Definitive Bioshock Infinite Review with Benchmarks


Benchmark Performance: AMD vs Nvidia

One of the biggest draws of the Radeon HD 7790 is that AMD GPUs currently ships with a copy BioShock Infinite. Given how great the game is, this should be considered a serious factor in the purchase decision. The offer isn't unique to the Radeon HD 7790, but the card's low purchase price ($149) make a $59 game a sizeable chunk of the total cost.

We tested the Radeon HD 7790 against Nvidia's GeForce GTX 650 Ti Boost using the built-in benchmark. The game offers multiple benchmark modes, including the option to test user-created settings. We used the DX11 High benchmark, DX11 - Ultra, and DX11 - Ultra with an alternate depth of field test.

All three benchmarks were run at 1920x1080. We also tested the Radeon HD 7790 in an overclocked configuration, to see if boosting the card's clock rates would substantially improve the results.

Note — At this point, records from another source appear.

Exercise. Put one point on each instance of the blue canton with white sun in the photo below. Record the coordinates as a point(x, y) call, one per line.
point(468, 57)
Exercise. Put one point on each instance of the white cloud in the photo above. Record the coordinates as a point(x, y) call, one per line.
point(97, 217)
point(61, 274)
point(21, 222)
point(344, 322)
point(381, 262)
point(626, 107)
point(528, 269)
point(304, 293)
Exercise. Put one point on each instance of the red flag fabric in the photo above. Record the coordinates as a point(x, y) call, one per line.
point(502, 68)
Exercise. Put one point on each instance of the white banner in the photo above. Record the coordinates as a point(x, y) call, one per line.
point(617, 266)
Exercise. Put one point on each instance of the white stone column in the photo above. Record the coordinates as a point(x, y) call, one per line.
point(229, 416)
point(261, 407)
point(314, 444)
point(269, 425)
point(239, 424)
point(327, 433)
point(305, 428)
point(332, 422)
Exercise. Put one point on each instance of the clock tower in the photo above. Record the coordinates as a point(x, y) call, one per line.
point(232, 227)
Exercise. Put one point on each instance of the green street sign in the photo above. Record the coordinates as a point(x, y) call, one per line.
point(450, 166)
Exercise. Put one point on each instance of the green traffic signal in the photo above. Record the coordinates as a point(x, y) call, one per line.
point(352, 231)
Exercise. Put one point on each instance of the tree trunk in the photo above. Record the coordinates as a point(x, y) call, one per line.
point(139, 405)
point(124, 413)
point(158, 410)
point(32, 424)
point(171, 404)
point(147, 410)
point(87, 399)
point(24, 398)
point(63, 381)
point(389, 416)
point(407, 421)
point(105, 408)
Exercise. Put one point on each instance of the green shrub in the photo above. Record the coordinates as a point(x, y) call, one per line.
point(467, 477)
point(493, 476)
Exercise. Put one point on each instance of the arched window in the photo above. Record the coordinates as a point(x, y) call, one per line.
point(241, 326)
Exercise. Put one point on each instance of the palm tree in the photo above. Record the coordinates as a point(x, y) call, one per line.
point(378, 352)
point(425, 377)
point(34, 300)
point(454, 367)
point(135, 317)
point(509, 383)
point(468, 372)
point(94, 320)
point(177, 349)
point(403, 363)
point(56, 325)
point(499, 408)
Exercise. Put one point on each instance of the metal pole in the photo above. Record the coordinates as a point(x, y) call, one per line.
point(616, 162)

These figures mirror the results we've seen elsewhere. AMD's Radeon HD 7790 is a good graphics card. It delivers 60 FPS in DX11 with high detail levels. There's absolutely nothing wrong with that -- but the Radeon HD 7790 isn't nearly as fast as the GeForce GTX 650 Ti BOOST. This isn't very noticeable at High detail settings, but at Ultra and Ultra with DOF, the difference is significant.



Overclocking the GPU from 1075MHz up to 1200MHz had virtually no impact on performance, which suggests this is a memory bandwidth issue. The 7790 has a 128-bit bus clocked at 1600MHz and 100GBps of memory bandwidth -- the GTX 650 Ti Boost has a 192-bit bus and 144GBps of bandwidth total, plus a 2GB frame buffer as compared to the Radeon HD 7790's 1GB.

Clearly, the GeForce's advantages pay off at the top detail levels -- but there's a pretty compelling value argument here. If you're going to buy BioShock Infinite and a new GPU, the total value proposition looks like this:

Radeon HD 7790 + BioShock Infinite = $149.
Nvidia GTX 650 Ti Boost + BioShock Infinite = $169 (GPU) + $59 (game) $228.

That $80 difference is enough to step up to a faster Radeon GPU that would narrow the gap with the GTX 650 Ti Boost or to pocket a nice bit of cash. Normally I don't do much single-game value analysis -- most people play many games, and so the value of any single free title is diluted.

BioShock Infinite is so good, I'm effectively bending that rule in this specific case. This game is worth buying a new GPU for. That's another fancy way of saying that I'd pay more than $59 for it, if Irrational Games had set the price that high.